In announcing his selection of the 2nd U.S. Circuit Court of Appeals judge to the highest court, Obama called Sotomayor "an inspiring woman who I think will make a great justice."
In addition to wanting someone with a "rigorous intellect" and a mastery of the law to replace retiring Justice David Souter, Obama said he wanted someone who recognized "the limits of the judicial role" and understands that a justice's job "is to interpret not make law" and respects precedent.
But the nominee needs something more, Obama told the packed East Room of the White House. The nominee must have life experiences that give the person "a common touch" and an understanding of "how ordinary people live."

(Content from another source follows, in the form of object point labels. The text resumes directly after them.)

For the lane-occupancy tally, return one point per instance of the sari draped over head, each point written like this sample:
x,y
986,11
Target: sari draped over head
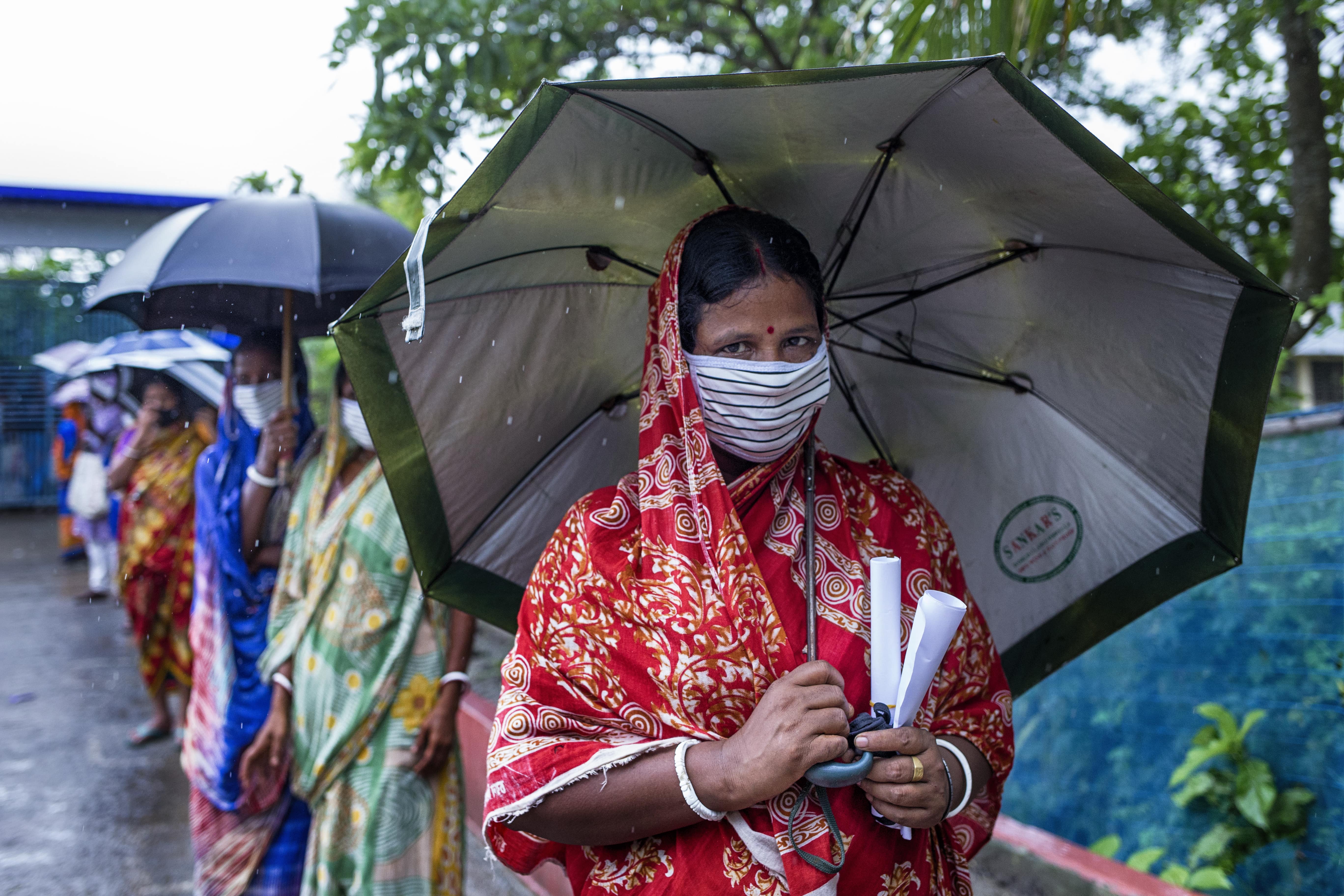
x,y
662,610
369,651
156,535
244,841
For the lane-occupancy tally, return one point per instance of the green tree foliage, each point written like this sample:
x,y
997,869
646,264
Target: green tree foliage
x,y
1225,158
260,182
1238,789
448,66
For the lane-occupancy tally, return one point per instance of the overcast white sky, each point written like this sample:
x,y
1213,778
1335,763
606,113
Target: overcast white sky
x,y
185,97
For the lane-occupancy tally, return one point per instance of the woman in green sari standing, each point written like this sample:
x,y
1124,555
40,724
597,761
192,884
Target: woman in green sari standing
x,y
369,678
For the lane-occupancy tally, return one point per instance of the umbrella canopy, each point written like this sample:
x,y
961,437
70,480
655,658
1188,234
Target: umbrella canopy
x,y
228,264
60,359
1070,367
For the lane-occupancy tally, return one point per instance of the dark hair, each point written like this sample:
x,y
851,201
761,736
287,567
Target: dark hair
x,y
733,249
272,342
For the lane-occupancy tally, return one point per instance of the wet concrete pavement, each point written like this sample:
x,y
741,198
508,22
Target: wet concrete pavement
x,y
80,811
83,813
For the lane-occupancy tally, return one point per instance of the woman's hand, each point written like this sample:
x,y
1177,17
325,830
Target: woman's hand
x,y
147,429
439,731
277,443
265,759
892,788
803,719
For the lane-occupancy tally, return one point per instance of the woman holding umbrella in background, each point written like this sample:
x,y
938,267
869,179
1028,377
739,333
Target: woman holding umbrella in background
x,y
245,840
369,678
154,465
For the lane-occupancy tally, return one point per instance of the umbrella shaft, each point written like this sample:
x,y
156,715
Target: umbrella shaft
x,y
810,538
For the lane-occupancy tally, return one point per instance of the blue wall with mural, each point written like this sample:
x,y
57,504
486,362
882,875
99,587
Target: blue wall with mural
x,y
1099,741
36,316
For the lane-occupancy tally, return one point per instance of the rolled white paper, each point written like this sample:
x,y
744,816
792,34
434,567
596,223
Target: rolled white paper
x,y
937,618
885,629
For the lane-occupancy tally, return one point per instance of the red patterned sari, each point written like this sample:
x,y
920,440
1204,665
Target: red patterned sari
x,y
663,609
158,541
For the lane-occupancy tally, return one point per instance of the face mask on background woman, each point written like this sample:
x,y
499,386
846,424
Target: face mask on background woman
x,y
259,404
758,410
353,421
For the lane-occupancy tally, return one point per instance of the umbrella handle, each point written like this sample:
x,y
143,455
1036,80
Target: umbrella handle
x,y
287,367
810,538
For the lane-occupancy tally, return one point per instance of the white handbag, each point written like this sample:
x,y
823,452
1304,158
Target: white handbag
x,y
88,493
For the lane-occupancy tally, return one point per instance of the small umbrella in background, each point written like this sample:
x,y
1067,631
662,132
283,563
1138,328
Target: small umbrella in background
x,y
58,359
1069,366
257,261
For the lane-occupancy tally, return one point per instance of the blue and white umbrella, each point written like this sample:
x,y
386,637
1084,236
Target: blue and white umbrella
x,y
181,354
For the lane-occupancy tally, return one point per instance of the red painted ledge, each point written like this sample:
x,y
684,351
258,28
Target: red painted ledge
x,y
474,733
1117,878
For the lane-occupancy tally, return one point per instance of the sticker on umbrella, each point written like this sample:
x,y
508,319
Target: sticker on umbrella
x,y
1038,539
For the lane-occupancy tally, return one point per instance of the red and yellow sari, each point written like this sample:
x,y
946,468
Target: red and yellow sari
x,y
158,541
663,609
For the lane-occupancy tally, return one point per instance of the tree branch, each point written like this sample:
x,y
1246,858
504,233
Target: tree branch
x,y
765,40
1311,265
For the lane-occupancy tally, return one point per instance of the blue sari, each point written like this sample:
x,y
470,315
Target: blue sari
x,y
245,843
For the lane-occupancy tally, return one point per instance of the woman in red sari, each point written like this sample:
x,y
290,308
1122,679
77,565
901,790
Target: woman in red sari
x,y
669,612
155,464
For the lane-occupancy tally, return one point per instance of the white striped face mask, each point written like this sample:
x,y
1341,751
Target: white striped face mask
x,y
758,410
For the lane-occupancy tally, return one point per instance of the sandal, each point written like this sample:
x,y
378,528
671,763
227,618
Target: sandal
x,y
147,733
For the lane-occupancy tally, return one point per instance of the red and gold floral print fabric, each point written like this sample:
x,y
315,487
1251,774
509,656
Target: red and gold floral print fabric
x,y
663,609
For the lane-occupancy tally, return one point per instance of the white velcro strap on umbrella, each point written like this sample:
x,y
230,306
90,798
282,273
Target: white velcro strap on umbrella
x,y
415,320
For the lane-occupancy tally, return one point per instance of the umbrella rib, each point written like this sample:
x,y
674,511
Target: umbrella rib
x,y
984,377
660,129
1010,381
912,295
604,251
846,389
876,175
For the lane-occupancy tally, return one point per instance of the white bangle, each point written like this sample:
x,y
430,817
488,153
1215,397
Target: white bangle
x,y
687,790
261,479
966,772
456,676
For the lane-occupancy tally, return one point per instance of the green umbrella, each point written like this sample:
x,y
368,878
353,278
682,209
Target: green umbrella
x,y
1070,367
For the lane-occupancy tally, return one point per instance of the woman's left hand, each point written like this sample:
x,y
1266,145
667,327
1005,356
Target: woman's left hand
x,y
437,734
890,786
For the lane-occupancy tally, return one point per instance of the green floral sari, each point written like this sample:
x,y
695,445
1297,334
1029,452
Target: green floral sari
x,y
369,652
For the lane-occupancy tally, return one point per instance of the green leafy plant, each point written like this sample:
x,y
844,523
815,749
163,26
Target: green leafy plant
x,y
1193,876
1240,789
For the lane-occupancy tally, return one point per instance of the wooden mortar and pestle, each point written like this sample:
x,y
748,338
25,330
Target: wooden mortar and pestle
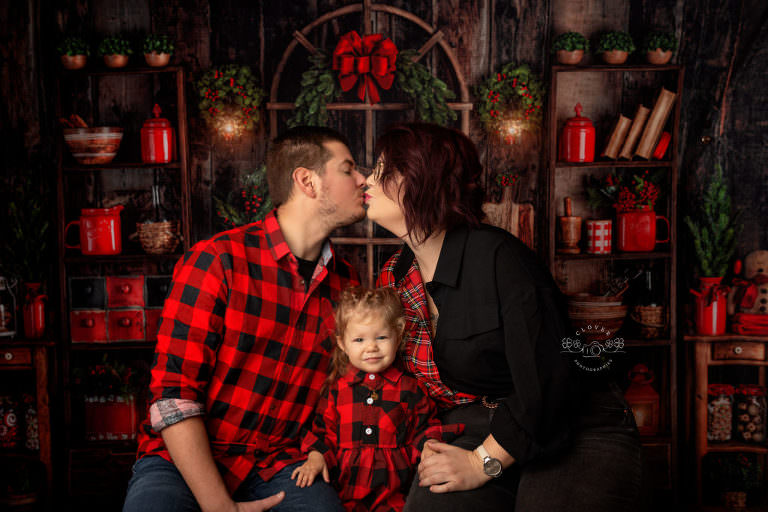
x,y
570,230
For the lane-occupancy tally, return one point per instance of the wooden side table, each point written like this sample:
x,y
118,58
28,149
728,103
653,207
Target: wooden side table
x,y
22,355
726,350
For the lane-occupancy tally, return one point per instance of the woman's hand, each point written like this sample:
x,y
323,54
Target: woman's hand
x,y
260,505
450,468
306,473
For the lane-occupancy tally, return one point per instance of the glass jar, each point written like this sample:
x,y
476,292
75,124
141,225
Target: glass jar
x,y
720,412
750,414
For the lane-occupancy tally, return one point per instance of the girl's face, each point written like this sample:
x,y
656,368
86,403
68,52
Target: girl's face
x,y
369,342
381,208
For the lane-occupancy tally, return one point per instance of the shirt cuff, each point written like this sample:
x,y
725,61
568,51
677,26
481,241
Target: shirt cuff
x,y
170,411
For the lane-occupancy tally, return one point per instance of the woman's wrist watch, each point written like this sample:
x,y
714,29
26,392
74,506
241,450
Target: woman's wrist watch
x,y
491,467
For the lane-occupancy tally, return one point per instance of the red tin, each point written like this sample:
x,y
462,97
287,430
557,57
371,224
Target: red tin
x,y
157,139
125,325
99,231
577,140
88,326
125,291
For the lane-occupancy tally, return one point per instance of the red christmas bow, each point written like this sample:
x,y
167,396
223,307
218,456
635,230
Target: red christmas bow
x,y
370,58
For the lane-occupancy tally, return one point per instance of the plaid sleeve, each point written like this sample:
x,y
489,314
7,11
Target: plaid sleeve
x,y
425,424
191,326
323,436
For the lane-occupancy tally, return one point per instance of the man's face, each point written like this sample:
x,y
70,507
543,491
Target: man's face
x,y
341,190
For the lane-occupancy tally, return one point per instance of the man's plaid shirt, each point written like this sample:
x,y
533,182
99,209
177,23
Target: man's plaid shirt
x,y
244,339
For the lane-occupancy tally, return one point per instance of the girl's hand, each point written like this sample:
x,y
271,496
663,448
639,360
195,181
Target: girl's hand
x,y
306,473
450,468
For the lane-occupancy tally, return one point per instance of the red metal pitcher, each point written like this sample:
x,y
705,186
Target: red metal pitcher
x,y
577,141
711,303
99,231
637,230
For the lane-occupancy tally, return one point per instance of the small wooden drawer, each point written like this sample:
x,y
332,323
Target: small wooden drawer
x,y
739,350
15,357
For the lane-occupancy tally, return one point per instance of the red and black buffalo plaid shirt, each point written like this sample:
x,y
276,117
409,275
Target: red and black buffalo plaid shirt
x,y
370,429
241,335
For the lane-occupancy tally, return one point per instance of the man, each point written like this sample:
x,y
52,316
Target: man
x,y
243,346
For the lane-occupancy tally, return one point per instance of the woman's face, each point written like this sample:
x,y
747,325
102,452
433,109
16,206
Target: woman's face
x,y
384,209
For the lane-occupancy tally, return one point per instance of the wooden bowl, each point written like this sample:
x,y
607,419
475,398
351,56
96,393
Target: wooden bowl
x,y
93,146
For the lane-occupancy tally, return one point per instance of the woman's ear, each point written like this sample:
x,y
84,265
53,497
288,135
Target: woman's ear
x,y
304,181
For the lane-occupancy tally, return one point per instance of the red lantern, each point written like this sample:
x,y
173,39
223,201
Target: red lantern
x,y
643,399
157,139
577,141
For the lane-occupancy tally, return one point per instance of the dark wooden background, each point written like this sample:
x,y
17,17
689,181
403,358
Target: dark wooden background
x,y
722,44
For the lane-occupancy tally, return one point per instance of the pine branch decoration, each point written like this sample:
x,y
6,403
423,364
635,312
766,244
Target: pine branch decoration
x,y
318,88
714,232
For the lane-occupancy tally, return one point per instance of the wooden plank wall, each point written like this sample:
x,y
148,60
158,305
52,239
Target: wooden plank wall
x,y
723,46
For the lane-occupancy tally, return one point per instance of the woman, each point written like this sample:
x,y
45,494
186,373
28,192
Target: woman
x,y
484,327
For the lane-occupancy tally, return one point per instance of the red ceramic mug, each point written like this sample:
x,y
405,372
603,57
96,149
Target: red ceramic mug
x,y
99,231
636,230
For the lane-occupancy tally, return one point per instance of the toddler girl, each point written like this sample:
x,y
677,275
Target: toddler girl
x,y
373,419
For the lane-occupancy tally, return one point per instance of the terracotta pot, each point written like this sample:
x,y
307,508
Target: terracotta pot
x,y
569,57
157,60
116,61
658,56
615,57
73,61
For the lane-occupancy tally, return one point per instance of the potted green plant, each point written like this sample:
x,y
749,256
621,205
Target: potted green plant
x,y
714,229
158,50
615,46
569,47
74,52
658,47
115,50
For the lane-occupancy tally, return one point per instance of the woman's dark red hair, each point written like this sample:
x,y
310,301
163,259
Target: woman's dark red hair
x,y
440,173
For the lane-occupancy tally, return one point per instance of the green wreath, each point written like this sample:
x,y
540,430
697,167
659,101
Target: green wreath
x,y
513,93
232,92
428,94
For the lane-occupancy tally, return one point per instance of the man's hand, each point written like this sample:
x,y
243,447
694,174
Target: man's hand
x,y
450,468
306,473
260,505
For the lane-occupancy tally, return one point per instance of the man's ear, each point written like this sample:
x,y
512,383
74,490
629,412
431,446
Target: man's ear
x,y
305,181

Sotomayor, who grew up in New York in a South Bronx housing project, thanked Obama for the "most humbling honor of my life."
"I stand on the shoulders of countless people," she said in her acceptance remarks.
She said she believed the rule of law is the "foundation of all of our basic right" and has been inspired "by the achievements of (the country's) Founding Fathers (who) set forth principles that have endured for more than two centuries."
Sotomayor, who graduated from Princeton University and earned her law degree from Yale University, said it would be a "profound privilege to apply those principles to the questions and controversies we face today."
Judicial Confirmation Network, a conservative network, said in a statement Sotomayor is a liberal activist who will dictate policy from the bench.
"Judge Sotomayor is a liberal judicial activist of the first order who thinks her own personal political agenda is more important than the law as written," said Wendy Long, counsel to the Judicial Confirmation Network.